Mental calories: Why we feel zoom fatigue?

I’ve always wondered why so many people switch off their cameras in a zoom meeting / live class. Here’s research by Stanford’s Virtual Human Interaction Lab (source at the end) to explain ‘Zoom fatigue’ from a psychological perspective, and what each of us can do to fix the same:

A sense of conflict: Excessive amounts of close-up eye contact is highly intense
Both the amount of eye contact we engage in on video chats, as well as the size of faces on screens is unnatural. In a normal meeting, people will variously be looking at the speaker, taking notes or looking elsewhere. But on Zoom calls, everyone is looking at everyone, all the time. Depending on your monitor size and whether you’re using an external monitor, faces on videoconferencing calls can appear too large for comfort. When someone’s face is that close to ours in real life, our brains interpret it as an intense situation that is either going to lead to mating or to conflict.

Mirror Mirror: Seeing yourself during video chats constantly in real-time is fatiguing
Most video platforms show a square of what you look like on camera during a chat. But that’s unnatural. In the real world, if somebody was following you around with a mirror constantly – so that while you were talking to people, making decisions, giving feedback, getting feedback – you were seeing yourself in a mirror, that would just be crazy. When you see a reflection of yourself, you are more critical of yourself.

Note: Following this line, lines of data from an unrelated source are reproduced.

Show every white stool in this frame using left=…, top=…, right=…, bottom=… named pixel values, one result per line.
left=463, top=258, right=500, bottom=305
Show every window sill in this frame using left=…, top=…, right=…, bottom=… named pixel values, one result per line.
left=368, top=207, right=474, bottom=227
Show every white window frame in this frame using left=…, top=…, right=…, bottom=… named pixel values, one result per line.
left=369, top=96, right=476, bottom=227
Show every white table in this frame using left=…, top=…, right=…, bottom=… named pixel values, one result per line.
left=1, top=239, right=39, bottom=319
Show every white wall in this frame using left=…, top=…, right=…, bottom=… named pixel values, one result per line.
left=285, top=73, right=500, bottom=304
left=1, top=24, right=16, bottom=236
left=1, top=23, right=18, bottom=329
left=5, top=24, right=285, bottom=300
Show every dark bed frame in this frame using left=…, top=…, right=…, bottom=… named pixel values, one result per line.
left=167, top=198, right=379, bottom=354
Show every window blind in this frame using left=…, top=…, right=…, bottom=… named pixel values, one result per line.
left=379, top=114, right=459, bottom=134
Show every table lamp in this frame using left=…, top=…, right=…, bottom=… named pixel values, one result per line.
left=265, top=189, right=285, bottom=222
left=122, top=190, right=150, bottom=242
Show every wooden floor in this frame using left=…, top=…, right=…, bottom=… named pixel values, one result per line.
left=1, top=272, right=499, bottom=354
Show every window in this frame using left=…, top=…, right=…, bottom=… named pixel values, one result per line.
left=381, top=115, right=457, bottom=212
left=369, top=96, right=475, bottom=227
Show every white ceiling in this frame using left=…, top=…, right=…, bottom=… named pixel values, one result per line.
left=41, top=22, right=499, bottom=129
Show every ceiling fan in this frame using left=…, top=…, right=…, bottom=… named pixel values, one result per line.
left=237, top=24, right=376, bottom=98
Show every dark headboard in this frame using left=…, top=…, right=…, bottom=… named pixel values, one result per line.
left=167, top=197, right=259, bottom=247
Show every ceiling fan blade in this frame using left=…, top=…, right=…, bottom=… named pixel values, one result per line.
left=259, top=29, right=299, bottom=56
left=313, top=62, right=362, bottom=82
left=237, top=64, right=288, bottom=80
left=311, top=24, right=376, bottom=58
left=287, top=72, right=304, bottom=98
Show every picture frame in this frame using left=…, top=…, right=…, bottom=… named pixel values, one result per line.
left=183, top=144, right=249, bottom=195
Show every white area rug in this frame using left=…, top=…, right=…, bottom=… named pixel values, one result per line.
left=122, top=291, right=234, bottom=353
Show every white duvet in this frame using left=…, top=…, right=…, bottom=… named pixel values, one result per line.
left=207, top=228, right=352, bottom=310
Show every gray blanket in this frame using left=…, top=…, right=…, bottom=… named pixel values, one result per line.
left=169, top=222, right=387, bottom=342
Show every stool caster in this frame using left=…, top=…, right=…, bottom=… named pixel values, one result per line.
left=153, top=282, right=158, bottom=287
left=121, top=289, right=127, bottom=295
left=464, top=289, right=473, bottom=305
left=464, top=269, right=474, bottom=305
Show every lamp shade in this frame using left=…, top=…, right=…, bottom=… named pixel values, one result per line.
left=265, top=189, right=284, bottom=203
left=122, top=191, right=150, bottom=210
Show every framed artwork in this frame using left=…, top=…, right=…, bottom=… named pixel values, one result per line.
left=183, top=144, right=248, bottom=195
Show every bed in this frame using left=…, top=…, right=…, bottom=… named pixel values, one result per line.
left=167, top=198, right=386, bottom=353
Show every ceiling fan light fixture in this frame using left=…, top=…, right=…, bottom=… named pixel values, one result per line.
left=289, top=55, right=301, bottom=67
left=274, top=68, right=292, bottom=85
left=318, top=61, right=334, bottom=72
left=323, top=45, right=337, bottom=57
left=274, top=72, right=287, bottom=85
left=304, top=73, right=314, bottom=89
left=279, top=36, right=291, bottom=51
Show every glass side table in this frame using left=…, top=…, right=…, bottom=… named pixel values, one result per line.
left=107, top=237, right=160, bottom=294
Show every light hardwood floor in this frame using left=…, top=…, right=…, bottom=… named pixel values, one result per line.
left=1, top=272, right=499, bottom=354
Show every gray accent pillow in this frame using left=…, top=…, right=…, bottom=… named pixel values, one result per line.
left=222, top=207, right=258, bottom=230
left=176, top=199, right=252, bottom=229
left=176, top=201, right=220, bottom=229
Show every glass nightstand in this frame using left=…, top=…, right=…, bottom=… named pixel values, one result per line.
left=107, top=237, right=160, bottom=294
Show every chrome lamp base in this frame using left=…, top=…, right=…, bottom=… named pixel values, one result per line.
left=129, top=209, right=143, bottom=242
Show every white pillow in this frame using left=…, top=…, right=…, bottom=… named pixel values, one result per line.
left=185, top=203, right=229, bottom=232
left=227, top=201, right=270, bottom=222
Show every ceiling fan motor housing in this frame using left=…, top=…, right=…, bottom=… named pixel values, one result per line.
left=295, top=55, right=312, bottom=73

Get out of your chair: Video chats dramatically reduce our usual mobility
In-person and audio phone conversations allow humans to walk around and move. But with videoconferencing, most cameras have a set field of view, meaning a person has to generally stay in the same spot. Movement is limited in ways that are not natural.

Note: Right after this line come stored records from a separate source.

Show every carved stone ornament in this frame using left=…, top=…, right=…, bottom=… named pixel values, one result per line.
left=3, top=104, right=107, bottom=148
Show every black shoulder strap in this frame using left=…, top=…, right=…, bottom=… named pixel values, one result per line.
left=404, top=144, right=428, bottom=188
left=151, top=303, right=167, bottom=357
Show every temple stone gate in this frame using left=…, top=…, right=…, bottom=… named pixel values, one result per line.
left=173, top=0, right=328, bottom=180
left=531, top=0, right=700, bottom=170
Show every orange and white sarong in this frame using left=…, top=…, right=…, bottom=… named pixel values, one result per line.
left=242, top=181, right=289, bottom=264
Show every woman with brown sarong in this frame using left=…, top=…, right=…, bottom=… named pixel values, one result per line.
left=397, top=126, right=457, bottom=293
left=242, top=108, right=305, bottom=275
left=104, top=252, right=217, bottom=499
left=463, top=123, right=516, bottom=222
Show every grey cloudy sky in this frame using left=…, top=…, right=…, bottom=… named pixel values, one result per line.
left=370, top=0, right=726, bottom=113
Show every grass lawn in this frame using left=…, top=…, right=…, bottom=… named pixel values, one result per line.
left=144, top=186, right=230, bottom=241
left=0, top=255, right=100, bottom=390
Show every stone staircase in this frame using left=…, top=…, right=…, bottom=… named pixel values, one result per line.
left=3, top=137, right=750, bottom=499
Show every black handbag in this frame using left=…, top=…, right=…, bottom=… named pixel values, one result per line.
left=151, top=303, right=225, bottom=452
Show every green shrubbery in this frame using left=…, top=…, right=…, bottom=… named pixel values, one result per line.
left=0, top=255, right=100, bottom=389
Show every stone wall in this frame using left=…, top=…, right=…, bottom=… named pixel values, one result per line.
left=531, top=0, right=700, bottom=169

Mental calories: the cognitive load is much higher in video chats
In regular face-to-face interaction, nonverbal communication is quite natural and each of us naturally makes and interprets gestures and nonverbal cues subconsciously. But in video chats, we have to work harder to send and receive signals. Humans have taken one of the most natural things in the world – an in-person conversation – and transformed it into something that involves a lot of thought. You’ve got to make sure that your head is framed within the centre of the video. If you want to show someone that you are agreeing with them, you have to do an exaggerated nod or put your thumbs up. That adds cognitive load as you’re using mental calories in order to communicate.